* [PATCH] git-p4: add "--path-encoding" option
@ 2015-08-31 15:40 larsxschneider
2015-08-31 15:40 ` larsxschneider
0 siblings, 1 reply; 5+ messages in thread
From: larsxschneider @ 2015-08-31 15:40 UTC (permalink / raw)
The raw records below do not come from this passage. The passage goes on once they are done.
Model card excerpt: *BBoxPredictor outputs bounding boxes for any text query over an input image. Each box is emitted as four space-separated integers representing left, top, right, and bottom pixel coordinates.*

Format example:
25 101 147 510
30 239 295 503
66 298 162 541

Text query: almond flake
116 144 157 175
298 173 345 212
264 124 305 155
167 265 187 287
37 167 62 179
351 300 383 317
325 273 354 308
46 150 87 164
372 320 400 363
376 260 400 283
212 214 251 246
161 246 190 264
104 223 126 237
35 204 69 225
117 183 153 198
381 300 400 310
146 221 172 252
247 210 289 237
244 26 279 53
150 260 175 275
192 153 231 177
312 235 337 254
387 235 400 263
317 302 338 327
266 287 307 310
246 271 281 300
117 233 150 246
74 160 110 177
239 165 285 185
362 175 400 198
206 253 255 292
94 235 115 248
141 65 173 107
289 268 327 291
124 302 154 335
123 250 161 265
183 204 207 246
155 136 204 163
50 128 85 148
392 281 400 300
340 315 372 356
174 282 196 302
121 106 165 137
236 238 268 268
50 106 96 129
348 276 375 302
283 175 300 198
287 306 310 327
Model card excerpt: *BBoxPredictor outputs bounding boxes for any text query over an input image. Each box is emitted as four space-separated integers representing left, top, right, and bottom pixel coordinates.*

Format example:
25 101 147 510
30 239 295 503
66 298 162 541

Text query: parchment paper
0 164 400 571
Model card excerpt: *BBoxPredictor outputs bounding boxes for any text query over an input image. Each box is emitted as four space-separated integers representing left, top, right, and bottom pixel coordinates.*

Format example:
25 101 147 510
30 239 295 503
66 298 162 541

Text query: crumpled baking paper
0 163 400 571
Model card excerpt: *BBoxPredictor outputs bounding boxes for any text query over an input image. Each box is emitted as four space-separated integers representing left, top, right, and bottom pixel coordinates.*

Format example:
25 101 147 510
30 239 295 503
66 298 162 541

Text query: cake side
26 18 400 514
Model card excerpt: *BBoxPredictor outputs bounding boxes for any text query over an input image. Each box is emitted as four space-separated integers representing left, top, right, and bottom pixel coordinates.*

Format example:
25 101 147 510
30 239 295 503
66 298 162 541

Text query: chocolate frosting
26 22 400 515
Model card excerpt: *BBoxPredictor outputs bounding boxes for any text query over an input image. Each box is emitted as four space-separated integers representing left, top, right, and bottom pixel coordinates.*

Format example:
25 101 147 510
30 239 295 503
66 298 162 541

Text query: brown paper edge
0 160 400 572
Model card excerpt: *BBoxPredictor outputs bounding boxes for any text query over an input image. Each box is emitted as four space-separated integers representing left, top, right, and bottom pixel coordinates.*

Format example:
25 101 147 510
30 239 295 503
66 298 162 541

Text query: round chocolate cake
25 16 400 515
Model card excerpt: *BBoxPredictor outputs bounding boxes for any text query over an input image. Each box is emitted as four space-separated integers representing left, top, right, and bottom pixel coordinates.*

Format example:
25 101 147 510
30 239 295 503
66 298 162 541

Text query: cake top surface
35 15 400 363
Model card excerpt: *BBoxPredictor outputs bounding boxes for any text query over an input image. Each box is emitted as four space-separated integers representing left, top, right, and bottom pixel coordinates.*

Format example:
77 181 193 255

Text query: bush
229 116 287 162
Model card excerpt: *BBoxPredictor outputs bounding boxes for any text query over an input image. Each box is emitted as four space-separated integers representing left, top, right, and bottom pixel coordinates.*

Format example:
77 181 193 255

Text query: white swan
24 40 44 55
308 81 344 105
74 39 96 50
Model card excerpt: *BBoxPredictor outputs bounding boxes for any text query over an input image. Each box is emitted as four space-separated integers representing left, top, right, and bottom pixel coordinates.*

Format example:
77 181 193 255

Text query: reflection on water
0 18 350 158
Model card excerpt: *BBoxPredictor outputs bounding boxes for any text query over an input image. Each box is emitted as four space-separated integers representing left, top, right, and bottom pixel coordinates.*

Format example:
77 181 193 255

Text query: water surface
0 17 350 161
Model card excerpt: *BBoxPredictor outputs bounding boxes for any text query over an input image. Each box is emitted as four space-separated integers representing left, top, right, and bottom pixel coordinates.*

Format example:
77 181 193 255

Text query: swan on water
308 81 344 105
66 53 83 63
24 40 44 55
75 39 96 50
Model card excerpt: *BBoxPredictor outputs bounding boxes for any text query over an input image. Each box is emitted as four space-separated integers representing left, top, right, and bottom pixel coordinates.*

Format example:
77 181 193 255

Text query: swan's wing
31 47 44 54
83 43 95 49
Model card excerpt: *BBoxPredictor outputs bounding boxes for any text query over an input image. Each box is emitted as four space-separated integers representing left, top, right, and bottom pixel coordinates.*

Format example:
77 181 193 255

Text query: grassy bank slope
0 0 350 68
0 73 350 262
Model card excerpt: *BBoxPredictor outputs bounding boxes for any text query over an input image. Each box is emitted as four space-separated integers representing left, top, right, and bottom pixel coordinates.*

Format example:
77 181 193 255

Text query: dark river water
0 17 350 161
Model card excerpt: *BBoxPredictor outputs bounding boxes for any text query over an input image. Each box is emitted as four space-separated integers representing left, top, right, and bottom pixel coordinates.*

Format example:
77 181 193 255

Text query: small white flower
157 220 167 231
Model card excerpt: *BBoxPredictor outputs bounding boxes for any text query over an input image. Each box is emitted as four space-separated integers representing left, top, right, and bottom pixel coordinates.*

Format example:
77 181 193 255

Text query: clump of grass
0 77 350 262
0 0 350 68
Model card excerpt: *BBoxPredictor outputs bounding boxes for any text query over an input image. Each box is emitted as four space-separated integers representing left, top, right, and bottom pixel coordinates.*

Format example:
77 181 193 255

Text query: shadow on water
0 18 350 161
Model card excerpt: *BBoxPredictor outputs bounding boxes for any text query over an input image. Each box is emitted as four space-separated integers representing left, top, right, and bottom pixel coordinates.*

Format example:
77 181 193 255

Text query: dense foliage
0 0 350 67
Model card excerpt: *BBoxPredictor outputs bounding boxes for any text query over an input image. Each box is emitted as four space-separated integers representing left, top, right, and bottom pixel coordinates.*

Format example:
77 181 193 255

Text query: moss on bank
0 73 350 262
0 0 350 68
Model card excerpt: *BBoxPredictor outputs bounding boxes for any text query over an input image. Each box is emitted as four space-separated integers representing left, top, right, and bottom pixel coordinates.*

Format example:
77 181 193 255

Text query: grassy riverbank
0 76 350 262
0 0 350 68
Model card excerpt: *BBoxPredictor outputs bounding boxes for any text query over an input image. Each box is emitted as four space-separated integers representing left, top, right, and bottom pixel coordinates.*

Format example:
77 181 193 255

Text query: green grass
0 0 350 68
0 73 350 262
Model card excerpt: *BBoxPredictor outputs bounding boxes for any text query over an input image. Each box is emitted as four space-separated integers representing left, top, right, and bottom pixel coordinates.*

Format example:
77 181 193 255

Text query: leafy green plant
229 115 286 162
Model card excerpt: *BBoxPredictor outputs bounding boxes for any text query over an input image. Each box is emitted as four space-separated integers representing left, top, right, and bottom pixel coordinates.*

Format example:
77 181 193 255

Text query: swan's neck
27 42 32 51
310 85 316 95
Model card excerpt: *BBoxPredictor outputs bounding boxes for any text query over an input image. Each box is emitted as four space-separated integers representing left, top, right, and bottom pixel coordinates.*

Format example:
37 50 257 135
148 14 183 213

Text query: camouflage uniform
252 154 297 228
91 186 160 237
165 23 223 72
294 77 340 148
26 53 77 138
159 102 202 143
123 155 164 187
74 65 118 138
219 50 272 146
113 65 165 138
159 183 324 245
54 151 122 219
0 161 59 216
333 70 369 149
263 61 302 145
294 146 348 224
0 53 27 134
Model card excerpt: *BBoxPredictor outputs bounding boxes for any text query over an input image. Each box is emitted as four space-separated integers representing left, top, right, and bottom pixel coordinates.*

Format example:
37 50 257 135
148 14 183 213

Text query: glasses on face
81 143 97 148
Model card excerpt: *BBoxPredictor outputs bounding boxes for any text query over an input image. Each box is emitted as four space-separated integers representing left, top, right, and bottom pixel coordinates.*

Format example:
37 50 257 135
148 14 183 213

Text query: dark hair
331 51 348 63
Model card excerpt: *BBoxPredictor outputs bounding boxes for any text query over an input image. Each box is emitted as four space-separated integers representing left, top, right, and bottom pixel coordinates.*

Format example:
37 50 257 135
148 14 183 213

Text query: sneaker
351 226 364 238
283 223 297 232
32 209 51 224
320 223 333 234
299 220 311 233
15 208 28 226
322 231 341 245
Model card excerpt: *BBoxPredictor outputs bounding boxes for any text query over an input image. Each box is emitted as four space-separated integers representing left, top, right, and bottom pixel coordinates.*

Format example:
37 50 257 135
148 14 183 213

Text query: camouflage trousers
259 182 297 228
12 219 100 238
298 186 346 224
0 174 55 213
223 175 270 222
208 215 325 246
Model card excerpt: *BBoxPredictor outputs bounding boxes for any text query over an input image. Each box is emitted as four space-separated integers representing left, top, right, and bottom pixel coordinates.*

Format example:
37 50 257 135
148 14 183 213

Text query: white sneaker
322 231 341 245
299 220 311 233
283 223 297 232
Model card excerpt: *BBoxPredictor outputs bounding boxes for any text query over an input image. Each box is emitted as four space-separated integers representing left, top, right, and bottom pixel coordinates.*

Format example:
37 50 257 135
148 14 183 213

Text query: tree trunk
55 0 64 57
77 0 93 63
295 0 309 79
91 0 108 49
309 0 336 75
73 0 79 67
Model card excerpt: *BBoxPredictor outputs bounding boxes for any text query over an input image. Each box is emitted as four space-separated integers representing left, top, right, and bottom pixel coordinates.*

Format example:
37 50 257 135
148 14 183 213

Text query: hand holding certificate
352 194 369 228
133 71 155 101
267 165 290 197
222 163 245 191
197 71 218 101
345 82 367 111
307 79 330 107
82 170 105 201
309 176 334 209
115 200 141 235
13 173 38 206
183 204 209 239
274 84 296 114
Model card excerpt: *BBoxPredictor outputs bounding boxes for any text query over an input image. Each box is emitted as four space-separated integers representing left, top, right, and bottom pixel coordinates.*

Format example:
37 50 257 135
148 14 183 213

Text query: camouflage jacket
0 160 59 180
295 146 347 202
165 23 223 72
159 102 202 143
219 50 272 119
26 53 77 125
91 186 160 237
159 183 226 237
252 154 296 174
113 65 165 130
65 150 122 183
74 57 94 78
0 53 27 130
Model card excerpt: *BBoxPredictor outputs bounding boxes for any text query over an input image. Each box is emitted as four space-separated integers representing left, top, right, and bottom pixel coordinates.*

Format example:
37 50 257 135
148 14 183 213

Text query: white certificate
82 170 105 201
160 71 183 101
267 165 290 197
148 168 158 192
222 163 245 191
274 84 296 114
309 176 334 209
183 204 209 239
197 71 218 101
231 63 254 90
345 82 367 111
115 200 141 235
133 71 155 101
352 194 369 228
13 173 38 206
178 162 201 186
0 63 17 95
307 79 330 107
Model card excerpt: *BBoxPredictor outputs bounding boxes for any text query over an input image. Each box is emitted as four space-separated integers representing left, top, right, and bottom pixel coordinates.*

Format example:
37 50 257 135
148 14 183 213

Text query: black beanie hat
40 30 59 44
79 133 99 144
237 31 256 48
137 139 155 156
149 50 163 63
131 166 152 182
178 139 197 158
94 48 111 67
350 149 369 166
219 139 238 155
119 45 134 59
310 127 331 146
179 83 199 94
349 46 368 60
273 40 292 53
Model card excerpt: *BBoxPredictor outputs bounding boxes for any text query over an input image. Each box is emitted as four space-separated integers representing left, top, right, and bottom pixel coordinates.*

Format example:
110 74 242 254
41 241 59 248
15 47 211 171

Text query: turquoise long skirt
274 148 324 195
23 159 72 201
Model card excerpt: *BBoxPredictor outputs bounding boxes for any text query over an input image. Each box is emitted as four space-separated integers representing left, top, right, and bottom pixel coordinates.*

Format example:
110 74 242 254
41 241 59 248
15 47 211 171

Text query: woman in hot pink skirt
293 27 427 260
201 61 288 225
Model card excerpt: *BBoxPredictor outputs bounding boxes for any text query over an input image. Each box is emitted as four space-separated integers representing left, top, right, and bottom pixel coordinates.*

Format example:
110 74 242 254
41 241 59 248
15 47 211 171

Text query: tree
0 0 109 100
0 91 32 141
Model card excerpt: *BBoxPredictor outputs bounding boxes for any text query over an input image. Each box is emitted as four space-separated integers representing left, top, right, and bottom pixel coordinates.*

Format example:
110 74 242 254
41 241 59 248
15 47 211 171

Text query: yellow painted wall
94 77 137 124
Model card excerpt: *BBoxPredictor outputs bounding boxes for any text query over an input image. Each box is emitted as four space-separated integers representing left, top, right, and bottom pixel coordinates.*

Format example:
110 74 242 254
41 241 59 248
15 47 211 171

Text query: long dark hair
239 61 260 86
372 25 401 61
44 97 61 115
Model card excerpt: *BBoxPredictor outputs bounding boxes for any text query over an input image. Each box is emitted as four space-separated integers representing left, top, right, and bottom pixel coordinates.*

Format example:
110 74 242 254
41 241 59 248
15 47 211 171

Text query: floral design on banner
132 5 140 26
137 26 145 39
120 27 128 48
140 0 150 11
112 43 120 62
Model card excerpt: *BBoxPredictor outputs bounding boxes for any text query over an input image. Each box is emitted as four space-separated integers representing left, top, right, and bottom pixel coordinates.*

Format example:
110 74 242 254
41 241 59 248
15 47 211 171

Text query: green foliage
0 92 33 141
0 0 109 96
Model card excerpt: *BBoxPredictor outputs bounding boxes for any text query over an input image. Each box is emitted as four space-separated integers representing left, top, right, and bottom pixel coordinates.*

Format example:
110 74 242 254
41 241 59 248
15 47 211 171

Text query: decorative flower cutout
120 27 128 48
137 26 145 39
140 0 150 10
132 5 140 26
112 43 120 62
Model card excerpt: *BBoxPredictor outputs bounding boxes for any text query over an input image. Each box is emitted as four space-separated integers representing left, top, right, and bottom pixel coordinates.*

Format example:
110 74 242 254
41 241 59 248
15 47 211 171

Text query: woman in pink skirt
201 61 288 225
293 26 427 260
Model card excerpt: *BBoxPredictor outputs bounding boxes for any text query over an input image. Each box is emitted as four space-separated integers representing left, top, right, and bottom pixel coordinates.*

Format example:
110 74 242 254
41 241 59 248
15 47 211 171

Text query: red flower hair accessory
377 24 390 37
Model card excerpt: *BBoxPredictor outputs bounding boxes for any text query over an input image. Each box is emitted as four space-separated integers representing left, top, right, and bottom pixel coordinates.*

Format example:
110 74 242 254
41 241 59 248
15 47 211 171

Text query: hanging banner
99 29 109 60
To: git; +Cc: luke, Lars Schneider
From: Lars Schneider <larsxschneider@gmail.com>
Hi,
I think I discovered a path encoding issue if you migrate P4 repositories that contain path names generated with Windows. I added a test case to prove my point. Character encoding is a complicated topic. Feedback is highly appreciated.
Thanks,
Lars
Lars Schneider (1):
git-p4: add "--path-encoding" option
Documentation/git-p4.txt | 4 ++++
git-p4.py | 6 ++++++
t/t9821-git-p4-path-encoding.sh | 38 ++++++++++++++++++++++++++++++++++++++
3 files changed, 48 insertions(+)
create mode 100755 t/t9821-git-p4-path-encoding.sh
--
2.5.1.1.g36ff854
^ permalink raw reply [flat|nested] 5+ messages in thread
* [PATCH] git-p4: add "--path-encoding" option
2015-08-31 15:40 [PATCH] git-p4: add "--path-encoding" option larsxschneider
@ 2015-08-31 15:40 ` larsxschneider
2015-08-31 17:40 ` Junio C Hamano
0 siblings, 1 reply; 5+ messages in thread
From: larsxschneider @ 2015-08-31 15:40 UTC (permalink / raw)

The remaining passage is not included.